To see if your skin is reacting normally, two additional substances are scratched into your skin’s surface:
- Histamine. In most people, this substance causes a skin response. If you don’t react to histamine, your allergy skin test may not reveal an allergy even if you have one.
- Glycerin or saline. In most people, these substances don’t cause any reaction. If you do react to glycerin or saline, you may have sensitive skin. Test results will need to be interpreted cautiously to avoid a false allergy diagnosis.
About 15 minutes after the skin pricks, the nurse observes your skin for signs of allergic reactions.
If you are allergic to one of the substances tested, you’ll develop a raised, red, itchy bump (wheal) that may look like a mosquito bite. A nurse will then measure the bump’s size.
After the nurse records the results, he or she will clean your skin with alcohol to remove the marks.
You may need a test that uses a needle to inject a small amount of allergen extract just into the skin on your arm (intradermal test).
The injection site is examined after about 15 minutes for signs of an allergic reaction. Your doctor may recommend this test to check for an allergy to insect venom or penicillin.
Patch testing is generally done to see whether a particular substance is causing allergic skin irritation (contact dermatitis). Patch tests can detect delayed allergic reactions, which can take several days to develop.
Patch tests don’t use needles. Instead, allergens are applied to patches, which are then placed on your skin. During a patch test, your skin may be exposed to 20 to 30 extracts of substances that can cause contact dermatitis.
These can include latex, medications, fragrances, preservatives, hair dyes, metals, and resins.

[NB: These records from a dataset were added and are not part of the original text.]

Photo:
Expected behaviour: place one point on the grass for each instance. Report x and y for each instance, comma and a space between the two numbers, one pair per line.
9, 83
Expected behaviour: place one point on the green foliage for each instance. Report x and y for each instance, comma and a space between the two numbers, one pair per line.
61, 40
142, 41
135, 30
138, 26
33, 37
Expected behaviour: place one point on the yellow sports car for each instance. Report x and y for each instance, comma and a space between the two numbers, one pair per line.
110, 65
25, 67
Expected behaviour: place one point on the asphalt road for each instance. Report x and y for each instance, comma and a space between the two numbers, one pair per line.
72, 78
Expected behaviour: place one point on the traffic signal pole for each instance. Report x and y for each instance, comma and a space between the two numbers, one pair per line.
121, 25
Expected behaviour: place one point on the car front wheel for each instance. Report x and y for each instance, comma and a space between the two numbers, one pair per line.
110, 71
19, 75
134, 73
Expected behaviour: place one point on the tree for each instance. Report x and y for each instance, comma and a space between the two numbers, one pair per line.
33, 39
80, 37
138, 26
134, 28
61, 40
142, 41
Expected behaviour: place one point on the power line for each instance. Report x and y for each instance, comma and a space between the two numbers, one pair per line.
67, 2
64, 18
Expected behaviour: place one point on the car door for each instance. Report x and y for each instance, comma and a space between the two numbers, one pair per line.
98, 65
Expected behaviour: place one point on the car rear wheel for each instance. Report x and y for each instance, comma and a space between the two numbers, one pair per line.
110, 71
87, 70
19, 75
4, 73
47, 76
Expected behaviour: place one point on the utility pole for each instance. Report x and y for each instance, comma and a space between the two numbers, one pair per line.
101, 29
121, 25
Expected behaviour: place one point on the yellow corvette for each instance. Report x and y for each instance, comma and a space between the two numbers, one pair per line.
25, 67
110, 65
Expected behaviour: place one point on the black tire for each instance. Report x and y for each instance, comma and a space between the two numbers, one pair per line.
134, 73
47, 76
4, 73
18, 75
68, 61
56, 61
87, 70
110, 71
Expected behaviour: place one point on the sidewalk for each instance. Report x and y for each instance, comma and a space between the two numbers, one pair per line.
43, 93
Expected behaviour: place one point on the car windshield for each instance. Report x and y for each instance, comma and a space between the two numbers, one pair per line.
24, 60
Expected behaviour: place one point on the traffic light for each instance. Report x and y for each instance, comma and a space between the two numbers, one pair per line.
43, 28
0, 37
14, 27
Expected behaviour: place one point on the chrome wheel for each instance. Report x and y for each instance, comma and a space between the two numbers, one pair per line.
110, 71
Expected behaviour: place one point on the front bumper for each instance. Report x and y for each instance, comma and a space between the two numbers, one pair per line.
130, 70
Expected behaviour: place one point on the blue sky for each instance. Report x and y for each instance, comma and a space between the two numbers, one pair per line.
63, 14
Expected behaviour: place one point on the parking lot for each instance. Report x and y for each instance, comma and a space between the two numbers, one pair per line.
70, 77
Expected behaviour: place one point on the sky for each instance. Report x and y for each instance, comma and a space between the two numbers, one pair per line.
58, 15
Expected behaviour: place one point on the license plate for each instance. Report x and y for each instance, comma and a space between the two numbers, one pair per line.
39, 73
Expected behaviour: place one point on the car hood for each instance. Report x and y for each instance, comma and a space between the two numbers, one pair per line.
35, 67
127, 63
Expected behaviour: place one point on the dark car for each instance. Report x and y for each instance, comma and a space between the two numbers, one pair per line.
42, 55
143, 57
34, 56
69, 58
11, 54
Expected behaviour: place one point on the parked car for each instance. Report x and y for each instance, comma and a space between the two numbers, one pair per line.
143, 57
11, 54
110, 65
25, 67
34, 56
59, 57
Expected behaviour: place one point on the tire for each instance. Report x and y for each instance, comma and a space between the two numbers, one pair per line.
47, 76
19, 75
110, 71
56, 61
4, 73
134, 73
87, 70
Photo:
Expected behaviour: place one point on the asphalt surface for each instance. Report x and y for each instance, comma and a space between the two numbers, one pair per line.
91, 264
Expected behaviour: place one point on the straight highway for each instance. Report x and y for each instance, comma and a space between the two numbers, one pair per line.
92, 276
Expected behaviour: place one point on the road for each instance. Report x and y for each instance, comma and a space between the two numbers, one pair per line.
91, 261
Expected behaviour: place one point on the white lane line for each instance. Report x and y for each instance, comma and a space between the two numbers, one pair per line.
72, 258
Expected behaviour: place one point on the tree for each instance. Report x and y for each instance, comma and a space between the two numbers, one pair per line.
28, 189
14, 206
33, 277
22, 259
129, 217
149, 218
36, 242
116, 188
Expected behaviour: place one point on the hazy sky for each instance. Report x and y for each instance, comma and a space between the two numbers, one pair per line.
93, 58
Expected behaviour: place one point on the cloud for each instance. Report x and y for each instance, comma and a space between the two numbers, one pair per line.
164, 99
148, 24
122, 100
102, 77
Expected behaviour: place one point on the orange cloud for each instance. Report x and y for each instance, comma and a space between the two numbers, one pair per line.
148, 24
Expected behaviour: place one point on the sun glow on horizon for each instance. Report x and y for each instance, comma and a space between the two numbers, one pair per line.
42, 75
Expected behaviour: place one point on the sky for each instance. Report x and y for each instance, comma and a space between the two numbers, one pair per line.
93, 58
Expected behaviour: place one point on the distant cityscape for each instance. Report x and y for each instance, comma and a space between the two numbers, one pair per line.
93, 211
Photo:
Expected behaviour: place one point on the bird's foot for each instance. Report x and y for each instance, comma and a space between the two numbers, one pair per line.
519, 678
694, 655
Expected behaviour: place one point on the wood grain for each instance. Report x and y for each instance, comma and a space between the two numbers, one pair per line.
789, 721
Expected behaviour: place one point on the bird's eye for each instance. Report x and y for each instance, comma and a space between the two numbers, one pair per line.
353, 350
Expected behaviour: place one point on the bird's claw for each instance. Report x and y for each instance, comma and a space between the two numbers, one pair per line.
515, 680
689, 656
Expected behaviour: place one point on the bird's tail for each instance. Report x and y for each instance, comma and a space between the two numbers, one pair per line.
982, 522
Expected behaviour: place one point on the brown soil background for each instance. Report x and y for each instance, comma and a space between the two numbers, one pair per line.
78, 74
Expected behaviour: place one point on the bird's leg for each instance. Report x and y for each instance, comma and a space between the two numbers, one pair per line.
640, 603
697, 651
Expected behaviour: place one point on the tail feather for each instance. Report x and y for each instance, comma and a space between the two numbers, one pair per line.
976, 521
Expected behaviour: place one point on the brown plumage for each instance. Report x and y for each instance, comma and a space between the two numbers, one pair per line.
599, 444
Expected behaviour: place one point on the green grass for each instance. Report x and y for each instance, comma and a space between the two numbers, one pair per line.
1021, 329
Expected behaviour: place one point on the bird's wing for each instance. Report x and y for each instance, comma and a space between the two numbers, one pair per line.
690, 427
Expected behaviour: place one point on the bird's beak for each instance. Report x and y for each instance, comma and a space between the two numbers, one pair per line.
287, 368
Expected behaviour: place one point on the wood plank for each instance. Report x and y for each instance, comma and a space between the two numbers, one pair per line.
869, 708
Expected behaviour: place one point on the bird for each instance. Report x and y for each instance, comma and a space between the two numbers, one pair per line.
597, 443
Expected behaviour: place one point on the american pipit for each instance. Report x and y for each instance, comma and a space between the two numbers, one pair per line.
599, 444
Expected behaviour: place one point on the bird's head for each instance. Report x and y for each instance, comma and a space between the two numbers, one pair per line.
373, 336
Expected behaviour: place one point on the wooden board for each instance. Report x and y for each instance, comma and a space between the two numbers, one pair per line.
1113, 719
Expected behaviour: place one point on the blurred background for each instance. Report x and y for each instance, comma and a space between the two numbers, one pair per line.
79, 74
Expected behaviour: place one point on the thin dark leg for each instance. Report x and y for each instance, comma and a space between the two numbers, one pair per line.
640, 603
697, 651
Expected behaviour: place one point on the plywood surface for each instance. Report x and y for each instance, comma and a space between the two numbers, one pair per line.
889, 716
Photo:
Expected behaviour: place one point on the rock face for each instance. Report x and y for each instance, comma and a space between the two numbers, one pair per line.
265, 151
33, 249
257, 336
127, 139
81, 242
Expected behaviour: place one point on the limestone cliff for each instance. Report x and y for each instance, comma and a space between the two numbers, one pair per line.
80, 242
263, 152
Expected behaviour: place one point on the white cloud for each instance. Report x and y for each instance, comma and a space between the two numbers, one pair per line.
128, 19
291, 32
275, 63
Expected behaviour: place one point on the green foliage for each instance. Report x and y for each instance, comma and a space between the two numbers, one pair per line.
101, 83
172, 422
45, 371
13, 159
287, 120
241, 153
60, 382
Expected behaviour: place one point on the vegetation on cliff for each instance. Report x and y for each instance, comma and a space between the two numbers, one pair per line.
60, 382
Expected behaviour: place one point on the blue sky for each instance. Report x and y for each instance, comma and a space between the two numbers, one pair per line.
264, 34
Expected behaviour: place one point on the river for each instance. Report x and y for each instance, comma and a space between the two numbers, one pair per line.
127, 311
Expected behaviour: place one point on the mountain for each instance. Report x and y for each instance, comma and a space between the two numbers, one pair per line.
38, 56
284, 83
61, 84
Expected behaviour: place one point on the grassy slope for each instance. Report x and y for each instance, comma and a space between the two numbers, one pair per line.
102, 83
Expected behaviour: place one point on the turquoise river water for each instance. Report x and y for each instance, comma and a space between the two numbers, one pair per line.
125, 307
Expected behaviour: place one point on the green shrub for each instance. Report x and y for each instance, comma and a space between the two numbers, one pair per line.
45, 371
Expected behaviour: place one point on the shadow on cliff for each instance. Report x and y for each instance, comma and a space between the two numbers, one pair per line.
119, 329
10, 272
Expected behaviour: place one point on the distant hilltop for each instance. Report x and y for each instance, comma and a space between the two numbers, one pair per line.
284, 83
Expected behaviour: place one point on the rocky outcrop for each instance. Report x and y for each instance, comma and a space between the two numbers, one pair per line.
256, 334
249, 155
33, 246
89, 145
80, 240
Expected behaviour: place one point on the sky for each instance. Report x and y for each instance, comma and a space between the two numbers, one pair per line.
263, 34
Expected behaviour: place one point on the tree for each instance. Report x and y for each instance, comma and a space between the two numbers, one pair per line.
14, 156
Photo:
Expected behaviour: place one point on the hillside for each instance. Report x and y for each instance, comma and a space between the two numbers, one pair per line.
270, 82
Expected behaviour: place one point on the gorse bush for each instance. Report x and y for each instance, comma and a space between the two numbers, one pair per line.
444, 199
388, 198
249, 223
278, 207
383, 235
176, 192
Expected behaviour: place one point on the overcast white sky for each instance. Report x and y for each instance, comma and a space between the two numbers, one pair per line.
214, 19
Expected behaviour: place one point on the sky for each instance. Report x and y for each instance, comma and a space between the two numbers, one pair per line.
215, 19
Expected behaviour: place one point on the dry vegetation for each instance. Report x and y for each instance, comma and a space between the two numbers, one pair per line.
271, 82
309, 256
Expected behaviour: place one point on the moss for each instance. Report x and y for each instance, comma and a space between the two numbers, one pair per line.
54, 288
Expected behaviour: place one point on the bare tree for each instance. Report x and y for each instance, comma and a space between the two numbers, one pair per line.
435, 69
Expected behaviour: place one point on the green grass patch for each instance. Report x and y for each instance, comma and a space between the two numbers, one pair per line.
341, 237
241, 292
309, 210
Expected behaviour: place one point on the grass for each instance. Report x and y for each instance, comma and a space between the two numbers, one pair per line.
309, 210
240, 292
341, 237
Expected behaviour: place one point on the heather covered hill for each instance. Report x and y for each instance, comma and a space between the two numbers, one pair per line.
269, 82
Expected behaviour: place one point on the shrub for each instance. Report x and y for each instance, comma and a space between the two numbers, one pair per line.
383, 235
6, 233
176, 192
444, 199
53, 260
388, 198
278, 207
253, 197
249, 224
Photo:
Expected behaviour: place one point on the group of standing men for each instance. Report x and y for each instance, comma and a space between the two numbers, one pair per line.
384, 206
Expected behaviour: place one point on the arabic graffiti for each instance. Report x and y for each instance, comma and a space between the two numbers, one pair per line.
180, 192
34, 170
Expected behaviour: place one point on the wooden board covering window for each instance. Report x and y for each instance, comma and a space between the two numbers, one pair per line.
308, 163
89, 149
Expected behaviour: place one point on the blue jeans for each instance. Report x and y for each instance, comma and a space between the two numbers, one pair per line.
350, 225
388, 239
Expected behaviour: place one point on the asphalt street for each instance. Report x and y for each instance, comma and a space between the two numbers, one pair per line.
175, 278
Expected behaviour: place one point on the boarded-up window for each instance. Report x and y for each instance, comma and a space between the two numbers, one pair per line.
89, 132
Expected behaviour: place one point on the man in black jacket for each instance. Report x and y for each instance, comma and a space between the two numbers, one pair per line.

You wear the patches on your arm or back for 48 hours. During this time, you should avoid bathing and activities that cause heavy sweating.
The patches are removed when you return to your doctor’s office. Irritated skin at the patch site may indicate an allergy.
Before recommending a skin test, your doctor will ask you detailed questions about your medical history, your signs and symptoms, and your usual way of treating them.
Your answers can help your doctor determine if allergies run in your family and if an allergic reaction is most likely causing your symptoms. Your doctor may also perform a physical examination to search for additional clues about the cause of your signs and symptoms.
Medications can interfere with results
Before scheduling a skin test, bring your doctor a list of all of your prescription and over-the-counter medications. Some medications can suppress allergic reactions, preventing skin testing from giving accurate results.
Other medications may increase your risk of developing a severe allergic reaction during a test.
Because medications clear out of your system at different rates, your doctor may ask that you stop taking certain medications for up to 10 days.
Medications that can interfere with skin tests include:
- Prescription antihistamines,such as levocetirizine (Xyzal) and desloratadine (Clarinex).
- Over-the-counter antihistamines,such as loratadine (Claritin, Alavert), diphenhydramine (Benadryl, others), chlorpheniramine (Chlor-Trimeton), cetirizine (Zyrtec, others) and fexofenadine (Allegra).
- Tricyclic antidepressants, such as nortriptyline (Pamelor) and desipramine (Norpramin).
- Certain heartburn medications, such as cimetidine (Tagamet) and ranitidine (Zantac).
- The asthma medication is omalizumab (Xolair). This medication can disrupt test results for six months or longer even after you quit using it (most medications affect results for days to weeks).